Is the host resolvable?

Doesn’t the fact I’m seeing the HIVE Folders in Dremio an indication that the Host is resolvable? I am only running into this issue trying to access the HIVE Tables.

Showing Hive folders and tables (from HiveMetadata) is not the same as fetching the real data from NameNode/DataNodes. And looks like exception is related to NameNode host resolution.

Just a an idea:
Could you include following as an additional property while configuring HiveSource:
name: fs.defaultFS
value: hdfs://<namenode_host>:8020

Seems not the solution, its been trying to load for last 20 min.

I did not mean instead of HiveMetastore, I meant adding it under “AddProperty”

I did add it as a new Property, Hive Metastore entry was not changed.

Hey @LewG you need to be able to resolve the NameNode from all your nodes.
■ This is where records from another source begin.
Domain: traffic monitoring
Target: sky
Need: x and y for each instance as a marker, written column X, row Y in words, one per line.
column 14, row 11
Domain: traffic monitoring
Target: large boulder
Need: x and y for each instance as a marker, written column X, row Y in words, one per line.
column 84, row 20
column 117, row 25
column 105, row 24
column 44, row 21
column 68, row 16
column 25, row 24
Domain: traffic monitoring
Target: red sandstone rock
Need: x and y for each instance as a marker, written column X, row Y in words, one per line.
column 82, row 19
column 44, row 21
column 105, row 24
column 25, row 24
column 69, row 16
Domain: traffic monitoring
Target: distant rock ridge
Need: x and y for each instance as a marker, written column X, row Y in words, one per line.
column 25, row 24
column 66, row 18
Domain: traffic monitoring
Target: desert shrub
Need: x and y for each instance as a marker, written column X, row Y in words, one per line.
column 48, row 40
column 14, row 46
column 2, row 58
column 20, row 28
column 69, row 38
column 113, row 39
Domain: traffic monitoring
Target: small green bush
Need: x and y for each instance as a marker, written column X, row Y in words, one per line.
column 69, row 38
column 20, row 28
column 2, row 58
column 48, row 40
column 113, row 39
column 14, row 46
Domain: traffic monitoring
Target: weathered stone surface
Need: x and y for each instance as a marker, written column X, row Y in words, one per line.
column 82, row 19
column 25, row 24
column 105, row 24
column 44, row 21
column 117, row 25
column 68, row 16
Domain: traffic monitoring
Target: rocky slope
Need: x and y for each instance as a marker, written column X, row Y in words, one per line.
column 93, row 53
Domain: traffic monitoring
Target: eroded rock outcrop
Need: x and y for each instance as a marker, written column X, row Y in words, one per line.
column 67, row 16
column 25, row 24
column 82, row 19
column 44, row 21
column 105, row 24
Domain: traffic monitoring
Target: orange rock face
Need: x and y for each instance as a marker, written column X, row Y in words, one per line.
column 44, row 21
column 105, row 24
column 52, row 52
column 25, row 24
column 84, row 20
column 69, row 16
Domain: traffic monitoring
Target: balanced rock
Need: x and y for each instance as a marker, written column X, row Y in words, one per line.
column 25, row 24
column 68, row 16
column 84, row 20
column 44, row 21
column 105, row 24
I’d recommend configuring this either:

  • At the DNS level
  • By adding entries to /etc/hosts file on all nodes
1 Like

I think problem could be with namenode HA.
I have similar problem.
Caused by: java.net.UnknownHostException: hdfs1
… 49 common frames omitted

Where hdfs1 is cluster name.

@maver1ck I had the same problem and updating the /etc/hosts file like Can mentioned was the solution.

@maverick if your HDFS cluster uses HA, you would have to provide the fully qualified hostname for the master namenode.
Alternatively It is probably possible to use the cluster name, but you would need to add your hdfs configuration (hdfs-site.xml or similar) under <DREMIO_HOME>/conf in order for Dremio to get the HA configuration for the HDFS cluster.